Cheng Zhanzhan, Huang Kai, Wang Yang, Liu Hui, Guan Jihong, Zhou Shuigeng
School of Computer Science, Fudan University, Handan Road, Shanghai, 200433, China.
School of Computer Science, Jiangxi Normal University, Nanchang, 330022, China.
BMC Syst Biol. 2017 Mar 14;11(Suppl 2):9. doi: 10.1186/s12918-017-0390-8.
The identification of Protein-RNA Interactions (PRIs) is important to understanding cell activities. Recently, several machine learning-based methods have been developed for identifying PRIs. However, the performance of these methods is unsatisfactory. One major reason is that they usually use unreliable negative samples in the training process.
For boosting the performance of PRI prediction, we propose a novel method to generate reliable negative samples. Concretely, we firstly collect the known PRIs as positive samples for generating positive sets. For each positive set, we construct two corresponding negative sets, one is by our method and the other by random method. Each positive set is combined with a negative set to form a dataset for model training and performance evaluation. Consequently, we get 18 datasets of different species and different ratios of negative samples to positive samples. Secondly, sequence-based features are extracted to represent each of PRIs and protein-RNA pairs in the datasets. A filter-based method is employed to cut down the dimensionality of feature vectors for reducing computational cost. Finally, the performance of support vector machine (SVM), random forest (RF) and naive Bayes (NB) is evaluated on the generated 18 datasets.
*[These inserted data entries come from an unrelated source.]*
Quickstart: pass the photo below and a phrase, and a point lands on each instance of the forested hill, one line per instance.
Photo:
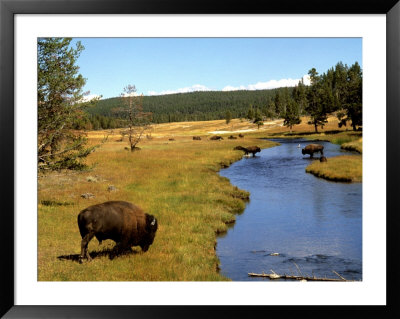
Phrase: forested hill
(197, 106)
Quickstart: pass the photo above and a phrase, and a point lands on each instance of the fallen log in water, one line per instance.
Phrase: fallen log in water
(274, 275)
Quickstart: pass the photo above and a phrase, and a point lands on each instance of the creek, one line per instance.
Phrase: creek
(294, 222)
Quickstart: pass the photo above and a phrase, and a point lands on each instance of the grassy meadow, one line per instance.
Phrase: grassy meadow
(345, 168)
(175, 180)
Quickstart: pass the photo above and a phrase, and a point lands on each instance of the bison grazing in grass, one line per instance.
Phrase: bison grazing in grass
(248, 150)
(123, 222)
(312, 148)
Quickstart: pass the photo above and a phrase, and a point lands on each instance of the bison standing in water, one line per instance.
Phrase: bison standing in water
(123, 222)
(250, 149)
(313, 148)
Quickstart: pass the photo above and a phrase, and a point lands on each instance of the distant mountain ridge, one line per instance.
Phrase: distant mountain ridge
(195, 106)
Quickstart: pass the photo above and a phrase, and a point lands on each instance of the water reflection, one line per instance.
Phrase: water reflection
(310, 222)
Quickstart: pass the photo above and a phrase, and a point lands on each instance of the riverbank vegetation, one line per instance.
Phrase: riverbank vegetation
(177, 181)
(170, 175)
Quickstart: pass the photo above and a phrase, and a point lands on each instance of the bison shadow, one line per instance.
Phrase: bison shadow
(108, 252)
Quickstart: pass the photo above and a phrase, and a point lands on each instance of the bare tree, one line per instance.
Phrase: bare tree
(138, 120)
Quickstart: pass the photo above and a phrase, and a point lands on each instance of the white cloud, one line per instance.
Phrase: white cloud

Extensive experiments show that comparing to using randomly-generated negative samples, all classifiers achieve substantial performance improvement by using negative samples selected by our method. The improvements on accuracy and geometric mean for the SVM classifier, the RF classifier and the NB classifier are as high as 204.5 and 68.7%, 174.5 and 53.9%, 80.9 and 54.3%, respectively.
Our method is useful to the identification of PRIs.
蛋白质 - RNA 相互作用(PRIs)的识别对于理解细胞活动至关重要。最近,已经开发了几种基于机器学习的方法来识别 PRIs。然而,这些方法的性能并不理想。一个主要原因是它们在训练过程中通常使用不可靠的负样本。
为了提高 PRI 预测的性能,我们提出了一种生成可靠负样本的新方法。具体来说,我们首先收集已知的 PRIs 作为正样本以生成正集。对于每个正集,我们构建两个相应的负集,一个通过我们的方法,另一个通过随机方法。每个正集与一个负集组合形成一个用于模型训练和性能评估的数据集。因此,我们得到了 18 个不同物种以及负样本与正样本不同比例的数据集。其次,提取基于序列的特征来表示数据集中的每个 PRIs 和蛋白质 - RNA 对。采用基于滤波器的方法来降低特征向量的维度以降低计算成本。最后,在生成的 18 个数据集上评估支持向量机(SVM)、随机森林(RF)和朴素贝叶斯(NB)的性能。
大量实验表明,与使用随机生成的负样本相比,所有分类器通过使用我们方法选择的负样本都实现了显著的性能提升。SVM 分类器、RF 分类器和 NB 分类器在准确率和几何平均值上的提升分别高达 204.5%和 68.7%、174.5%和 53.9%、80.9%和 54.3%。
我们的方法对 PRIs 的识别很有用。